— Просто хотела узнать, как дела. — сказала я, когда мы обменялись дежурными приветствиями.
— Да ничего, — уныло отозвалась та. — До сих пор не верится, что Сондра это сделала. Я считала её… в общем, я очень её любила.
— Понимаю. И мне действительно жаль, — пробормотала я. — Удаётся держать её на расстоянии?
— Пока да. Она позвонила вчера днём. Предлагала вместе поужинать. но я сказала, что после работы еду в командировку в Лос-Анджелес и вернусь не раньше чем через неделю. Она допытывалась, в каком отеле я остановлюсь, но я сказала, что всем занималась секретарша и я точно не помню название. Обещала позвонить ей оттуда, как только смогу.
— Отлично. Вижу, вы фильтруете звонки.
— Да. И дома тоже. На всякий случай — вдруг она зачем-нибудь позвонит, например узнать, нет ли от меня вестей. Я всех проинструктировала, что говорить; остаётся надеяться, что Тодд не схватит трубку и не сболтнёт ей ради смеха, что я никуда не уезжала, а просто её избегаю. Вы же знаете, каким он бывает.
Моё «да» сопровождалось рефлекторным содроганием — как всякий раз при одном упоминании имени единственного дитяти Барри Лундквист.
— Но не волнуйтесь, — продолжала она. — Такое маловероятно. Почти всегда к телефону подходит Луиза. — Замявшись, она затем осторожно спросила: — А вы… уже придумали, как вынудите её сознаться?
— Пока нет.
— Но когда придумаете, скажете мне?
— Непременно.
При условии, что это когда-нибудь случится.
*
Пообедала я в конторе — без аппетита проглотила холодный жирный бургер и столь же холодную и жирную. а в добавок ещё и непрожаренную картошку фри, чем присовокупила резь в желудке к кошмарной головной боли, до которой успела довести себя ранее. А затем вернулась к своим размышлениям.
И в начале четвёртого — аллилуйя! — наконец кое-что придумала.

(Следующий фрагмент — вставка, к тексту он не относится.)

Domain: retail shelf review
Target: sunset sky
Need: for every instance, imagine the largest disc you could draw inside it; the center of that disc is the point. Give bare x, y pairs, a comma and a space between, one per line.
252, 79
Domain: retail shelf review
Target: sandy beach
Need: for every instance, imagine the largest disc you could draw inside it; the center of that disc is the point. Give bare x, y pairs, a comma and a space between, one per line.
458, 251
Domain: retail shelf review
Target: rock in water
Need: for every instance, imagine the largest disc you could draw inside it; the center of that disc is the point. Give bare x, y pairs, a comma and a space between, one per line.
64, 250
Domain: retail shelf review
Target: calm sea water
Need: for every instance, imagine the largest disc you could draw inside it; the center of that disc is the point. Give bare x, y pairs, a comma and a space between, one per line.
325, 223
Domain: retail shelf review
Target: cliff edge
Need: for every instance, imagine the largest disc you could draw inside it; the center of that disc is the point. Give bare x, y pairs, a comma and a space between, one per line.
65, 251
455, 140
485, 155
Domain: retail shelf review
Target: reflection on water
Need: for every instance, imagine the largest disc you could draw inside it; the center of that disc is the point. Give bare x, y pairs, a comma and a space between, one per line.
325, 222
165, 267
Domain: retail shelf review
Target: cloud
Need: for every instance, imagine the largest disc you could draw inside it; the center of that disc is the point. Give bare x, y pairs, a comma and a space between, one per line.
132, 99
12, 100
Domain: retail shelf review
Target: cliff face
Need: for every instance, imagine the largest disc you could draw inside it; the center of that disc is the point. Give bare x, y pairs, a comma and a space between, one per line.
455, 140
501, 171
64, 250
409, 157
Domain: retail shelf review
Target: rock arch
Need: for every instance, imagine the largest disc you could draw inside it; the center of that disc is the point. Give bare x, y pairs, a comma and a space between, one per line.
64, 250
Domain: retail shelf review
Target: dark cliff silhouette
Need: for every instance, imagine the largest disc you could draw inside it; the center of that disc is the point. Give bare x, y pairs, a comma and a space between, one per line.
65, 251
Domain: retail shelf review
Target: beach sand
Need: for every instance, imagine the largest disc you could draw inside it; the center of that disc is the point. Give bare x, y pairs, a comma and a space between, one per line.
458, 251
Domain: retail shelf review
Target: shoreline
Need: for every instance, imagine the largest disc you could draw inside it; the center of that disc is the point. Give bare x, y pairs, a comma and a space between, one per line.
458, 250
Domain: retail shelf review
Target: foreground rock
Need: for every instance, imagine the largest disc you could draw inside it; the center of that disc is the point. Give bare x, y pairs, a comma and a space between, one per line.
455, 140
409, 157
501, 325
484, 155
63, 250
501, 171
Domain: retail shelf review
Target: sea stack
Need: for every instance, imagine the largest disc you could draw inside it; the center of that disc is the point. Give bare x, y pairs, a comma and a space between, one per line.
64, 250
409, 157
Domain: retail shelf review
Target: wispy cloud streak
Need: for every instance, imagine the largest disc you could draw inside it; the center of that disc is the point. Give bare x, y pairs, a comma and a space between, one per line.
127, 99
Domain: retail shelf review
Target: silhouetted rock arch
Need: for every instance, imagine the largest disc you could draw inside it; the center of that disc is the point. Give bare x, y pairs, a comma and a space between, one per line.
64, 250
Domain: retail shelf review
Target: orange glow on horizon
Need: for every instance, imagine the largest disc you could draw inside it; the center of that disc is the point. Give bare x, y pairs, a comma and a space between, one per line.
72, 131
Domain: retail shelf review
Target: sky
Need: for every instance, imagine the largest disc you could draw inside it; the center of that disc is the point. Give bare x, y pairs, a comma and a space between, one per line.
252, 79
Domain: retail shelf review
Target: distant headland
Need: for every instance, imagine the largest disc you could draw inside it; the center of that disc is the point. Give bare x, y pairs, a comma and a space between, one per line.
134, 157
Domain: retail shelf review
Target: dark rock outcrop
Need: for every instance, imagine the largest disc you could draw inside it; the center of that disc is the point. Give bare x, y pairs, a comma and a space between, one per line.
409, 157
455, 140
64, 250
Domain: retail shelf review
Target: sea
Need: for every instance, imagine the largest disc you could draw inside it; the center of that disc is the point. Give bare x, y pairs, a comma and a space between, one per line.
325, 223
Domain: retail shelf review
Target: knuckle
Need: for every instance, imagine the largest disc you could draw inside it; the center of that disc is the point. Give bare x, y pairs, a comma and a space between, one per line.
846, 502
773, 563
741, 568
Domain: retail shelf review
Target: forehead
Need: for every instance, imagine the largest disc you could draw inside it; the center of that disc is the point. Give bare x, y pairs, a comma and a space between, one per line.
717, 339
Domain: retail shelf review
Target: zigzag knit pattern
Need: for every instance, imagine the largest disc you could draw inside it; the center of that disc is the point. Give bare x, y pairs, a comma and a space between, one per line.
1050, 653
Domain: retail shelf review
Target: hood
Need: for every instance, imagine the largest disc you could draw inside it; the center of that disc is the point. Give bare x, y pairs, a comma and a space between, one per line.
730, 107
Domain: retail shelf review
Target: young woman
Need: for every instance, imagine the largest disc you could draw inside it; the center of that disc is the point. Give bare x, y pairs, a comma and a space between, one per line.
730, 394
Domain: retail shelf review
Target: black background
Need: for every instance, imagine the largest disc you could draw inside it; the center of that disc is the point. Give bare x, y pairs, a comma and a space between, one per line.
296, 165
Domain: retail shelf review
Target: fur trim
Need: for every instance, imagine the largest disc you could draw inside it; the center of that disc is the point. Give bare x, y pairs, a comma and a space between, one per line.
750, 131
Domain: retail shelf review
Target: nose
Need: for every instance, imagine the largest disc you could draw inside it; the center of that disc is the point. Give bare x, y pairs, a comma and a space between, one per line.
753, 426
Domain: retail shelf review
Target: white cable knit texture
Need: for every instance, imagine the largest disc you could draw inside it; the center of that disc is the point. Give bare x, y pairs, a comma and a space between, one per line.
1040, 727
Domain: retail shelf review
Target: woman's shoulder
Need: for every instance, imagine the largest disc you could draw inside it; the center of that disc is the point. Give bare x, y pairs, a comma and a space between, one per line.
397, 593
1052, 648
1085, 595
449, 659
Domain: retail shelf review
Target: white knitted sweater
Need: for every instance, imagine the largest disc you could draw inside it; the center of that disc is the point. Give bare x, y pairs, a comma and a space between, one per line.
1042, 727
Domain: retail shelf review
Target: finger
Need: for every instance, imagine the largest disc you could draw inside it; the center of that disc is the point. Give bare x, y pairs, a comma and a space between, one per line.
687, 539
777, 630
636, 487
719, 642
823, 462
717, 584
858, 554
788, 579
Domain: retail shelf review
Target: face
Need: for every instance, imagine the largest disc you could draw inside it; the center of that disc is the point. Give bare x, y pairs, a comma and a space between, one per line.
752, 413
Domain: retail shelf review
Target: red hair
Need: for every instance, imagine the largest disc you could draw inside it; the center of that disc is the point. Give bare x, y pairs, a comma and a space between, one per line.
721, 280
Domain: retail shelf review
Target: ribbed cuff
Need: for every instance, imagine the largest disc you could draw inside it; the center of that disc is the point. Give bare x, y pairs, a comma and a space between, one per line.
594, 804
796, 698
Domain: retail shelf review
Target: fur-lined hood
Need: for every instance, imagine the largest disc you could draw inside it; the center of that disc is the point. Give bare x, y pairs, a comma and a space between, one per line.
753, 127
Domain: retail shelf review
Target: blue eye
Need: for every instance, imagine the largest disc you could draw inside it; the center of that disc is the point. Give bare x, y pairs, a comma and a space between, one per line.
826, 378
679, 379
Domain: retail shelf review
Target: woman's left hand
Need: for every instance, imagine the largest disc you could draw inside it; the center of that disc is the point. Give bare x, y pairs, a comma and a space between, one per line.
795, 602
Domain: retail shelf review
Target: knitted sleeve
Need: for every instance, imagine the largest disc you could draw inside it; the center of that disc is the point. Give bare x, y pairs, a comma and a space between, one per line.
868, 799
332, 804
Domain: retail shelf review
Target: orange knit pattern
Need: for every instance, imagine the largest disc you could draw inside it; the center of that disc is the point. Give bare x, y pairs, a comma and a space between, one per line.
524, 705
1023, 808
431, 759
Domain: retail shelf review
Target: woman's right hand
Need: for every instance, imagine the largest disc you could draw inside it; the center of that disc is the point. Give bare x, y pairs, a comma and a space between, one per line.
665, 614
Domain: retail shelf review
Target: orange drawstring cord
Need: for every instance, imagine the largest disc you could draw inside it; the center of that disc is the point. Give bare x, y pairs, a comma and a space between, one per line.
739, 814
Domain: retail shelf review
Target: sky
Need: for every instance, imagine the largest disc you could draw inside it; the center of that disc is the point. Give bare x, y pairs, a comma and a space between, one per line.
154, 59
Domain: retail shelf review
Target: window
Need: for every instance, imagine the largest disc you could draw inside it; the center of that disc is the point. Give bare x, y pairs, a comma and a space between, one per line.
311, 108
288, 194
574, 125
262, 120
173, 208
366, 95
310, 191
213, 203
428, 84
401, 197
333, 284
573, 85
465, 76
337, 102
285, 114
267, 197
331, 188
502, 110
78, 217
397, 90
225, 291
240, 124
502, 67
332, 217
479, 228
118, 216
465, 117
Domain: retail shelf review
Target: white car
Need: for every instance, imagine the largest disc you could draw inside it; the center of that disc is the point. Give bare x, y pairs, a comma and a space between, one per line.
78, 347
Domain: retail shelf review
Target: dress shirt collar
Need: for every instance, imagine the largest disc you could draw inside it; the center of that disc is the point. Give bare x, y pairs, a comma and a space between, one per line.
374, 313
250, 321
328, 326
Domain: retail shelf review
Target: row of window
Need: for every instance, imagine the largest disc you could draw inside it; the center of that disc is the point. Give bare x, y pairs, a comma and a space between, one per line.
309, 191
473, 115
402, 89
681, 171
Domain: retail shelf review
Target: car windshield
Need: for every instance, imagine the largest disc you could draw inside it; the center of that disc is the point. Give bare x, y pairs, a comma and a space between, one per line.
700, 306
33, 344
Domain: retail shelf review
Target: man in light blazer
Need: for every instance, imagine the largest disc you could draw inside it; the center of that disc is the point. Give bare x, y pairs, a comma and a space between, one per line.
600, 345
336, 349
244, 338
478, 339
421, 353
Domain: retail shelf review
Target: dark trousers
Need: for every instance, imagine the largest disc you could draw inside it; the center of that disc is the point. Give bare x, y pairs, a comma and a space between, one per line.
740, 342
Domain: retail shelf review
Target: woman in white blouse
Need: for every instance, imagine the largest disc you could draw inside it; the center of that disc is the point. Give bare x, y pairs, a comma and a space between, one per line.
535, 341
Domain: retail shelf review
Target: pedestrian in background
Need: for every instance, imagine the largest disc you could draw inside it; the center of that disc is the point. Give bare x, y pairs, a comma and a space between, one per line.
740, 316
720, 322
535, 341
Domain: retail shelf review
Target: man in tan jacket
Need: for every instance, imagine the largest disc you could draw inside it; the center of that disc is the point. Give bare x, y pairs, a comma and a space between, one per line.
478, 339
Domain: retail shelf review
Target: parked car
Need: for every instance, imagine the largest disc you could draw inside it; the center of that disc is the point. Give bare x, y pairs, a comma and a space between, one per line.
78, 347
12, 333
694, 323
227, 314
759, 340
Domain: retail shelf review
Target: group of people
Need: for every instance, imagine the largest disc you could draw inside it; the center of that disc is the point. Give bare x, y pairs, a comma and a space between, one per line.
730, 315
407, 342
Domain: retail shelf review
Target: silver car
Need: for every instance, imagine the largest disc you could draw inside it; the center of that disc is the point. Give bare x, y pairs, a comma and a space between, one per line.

Ага, Сондра Кинг, подумала я, вот ты и попалась, подлая убийца! Минуты три я пребывала в эйфории. а потом вынуждена была признать, что вряд ли сумею такое провернуть. Не буду утомлять вас подробностями, скажу только, что план требовал помощи Тодда. Так что, сами понимаете, проект более чем сомнительный.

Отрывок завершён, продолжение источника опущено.